Dollar Sepuluh Ribu #NotFound

Dollar Sepuluh Ribu
Dollar. Foto/ilustrasi: ist/ unsplash

Oleh: Dr. Syahganda Nainggolan, Sabang Merauke Circle

Hajinews.id – Musra-musra (musyawarah rakyat) untuk mendukung perpanjangan masa jabatan Jokowi terus berlangsung. Belum ada lagi meneruskan isu rupiah meroket dan 1 dollar menjadi sepuluh ribu rupiah dari pendukung Jokowi. Musra mungkin memandang urusan dollar versus rupiah sudah masa lalu, tidak ditemukan alias not found.

Bacaan Lainnya
banner 400x400

Persoalan rupiah versus dollar ini dulunya menjadi andalan pendukung utama Jokowi untuk meyakinkan rakyat Indonesia bahkan rakyat dunia bahwa jika Jokowi presiden maka dollar akan melemah terhadap rupiah, dari posisi saat itu (2014) yang hampir mencapai Rp. 12.000 perdollar menjadi Rp. 10.000. Tidak tanggung-tanggung pernyataan ini dikeluarkan oleh berbagai bankers maupun ekonom dari lembaga keuangan (securities) ternama. Di mata mereka Jokowi adalah lelaki tangguh, yang bisa memulihkan ekonomi Indonesia.
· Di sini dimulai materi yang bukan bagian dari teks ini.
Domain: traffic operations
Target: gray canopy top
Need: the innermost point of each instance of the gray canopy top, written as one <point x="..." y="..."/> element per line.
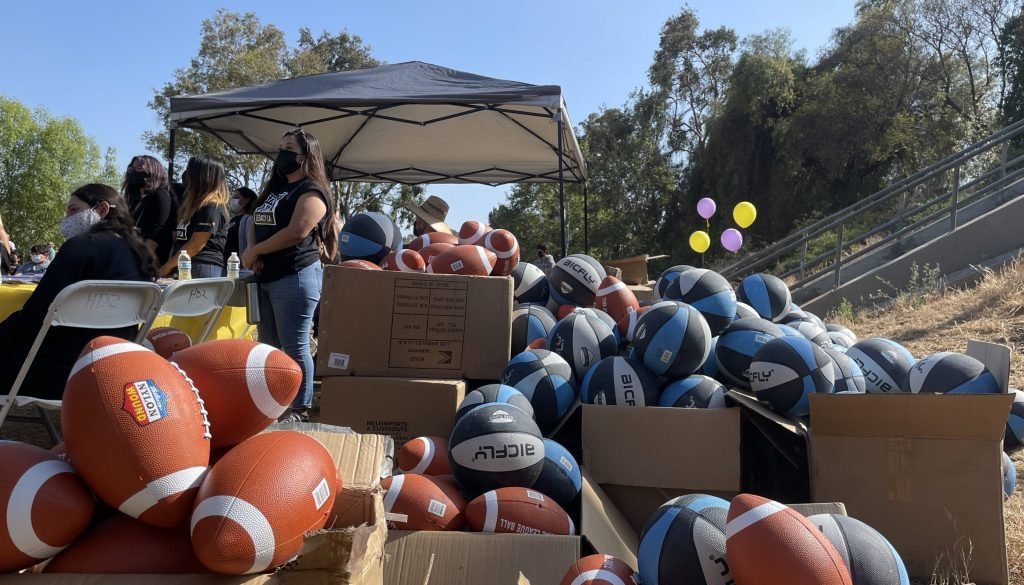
<point x="410" y="123"/>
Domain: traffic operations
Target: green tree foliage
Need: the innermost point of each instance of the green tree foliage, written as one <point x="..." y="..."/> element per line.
<point x="42" y="160"/>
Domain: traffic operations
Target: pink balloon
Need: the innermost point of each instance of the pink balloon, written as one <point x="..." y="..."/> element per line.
<point x="732" y="240"/>
<point x="706" y="207"/>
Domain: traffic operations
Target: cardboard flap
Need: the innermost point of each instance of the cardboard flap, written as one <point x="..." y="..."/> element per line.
<point x="981" y="417"/>
<point x="625" y="446"/>
<point x="604" y="526"/>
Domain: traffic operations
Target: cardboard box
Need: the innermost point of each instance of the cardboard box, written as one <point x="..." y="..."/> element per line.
<point x="625" y="451"/>
<point x="402" y="409"/>
<point x="350" y="553"/>
<point x="379" y="323"/>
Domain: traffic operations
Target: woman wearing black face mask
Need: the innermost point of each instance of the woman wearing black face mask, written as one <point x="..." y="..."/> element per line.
<point x="294" y="228"/>
<point x="146" y="187"/>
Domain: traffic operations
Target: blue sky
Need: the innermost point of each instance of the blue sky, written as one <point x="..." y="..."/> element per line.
<point x="100" y="61"/>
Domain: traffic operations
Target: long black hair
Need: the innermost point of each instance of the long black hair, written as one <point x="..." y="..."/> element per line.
<point x="119" y="221"/>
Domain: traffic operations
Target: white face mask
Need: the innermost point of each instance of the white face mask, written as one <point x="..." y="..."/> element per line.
<point x="79" y="223"/>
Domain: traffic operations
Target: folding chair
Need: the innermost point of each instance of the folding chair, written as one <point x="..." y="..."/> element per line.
<point x="196" y="298"/>
<point x="88" y="304"/>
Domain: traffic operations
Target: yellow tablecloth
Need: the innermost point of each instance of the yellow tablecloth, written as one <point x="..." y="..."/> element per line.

Tempo dalam “Jokowi Jadi Presiden, Rupiah Bisa Tembus 10 Ribu”,
24/2/2014, misalnya, mengemukakan argumen yang dinyatakan seorang ekonom perusahaan keuangan, yakni, jika Jokowi presiden, maka stabilitas politik menguat, kepercayaan investor menguat, investasi akan masuk banyak, perekonomian membaik dan konsekuensinya rupiah terapresiasi terhadap dollar.

Beberapa ekonom itu, kemudian hari, memberi alibi bahwa dollar tidak menjadi Rp. 10.000 karena faktor konstanta atau variabel yang diasumsikan konstan dalam pembuatan model ternyata berubah. Ini adalah alibi yang gampang. Padahal, setelah krisis ekonomi 2008, seluruh manusia di dunia meminta para bankers, dan profesional terkait institusi keuangan, untuk memperbaiki moralitas. Jangan asal ngomong alias asbun. Sebab, tahun 2008 terbukti mayoritas mereka adalah pembohongan dan merugikan nasabah, tapi senang berpesta-pesta.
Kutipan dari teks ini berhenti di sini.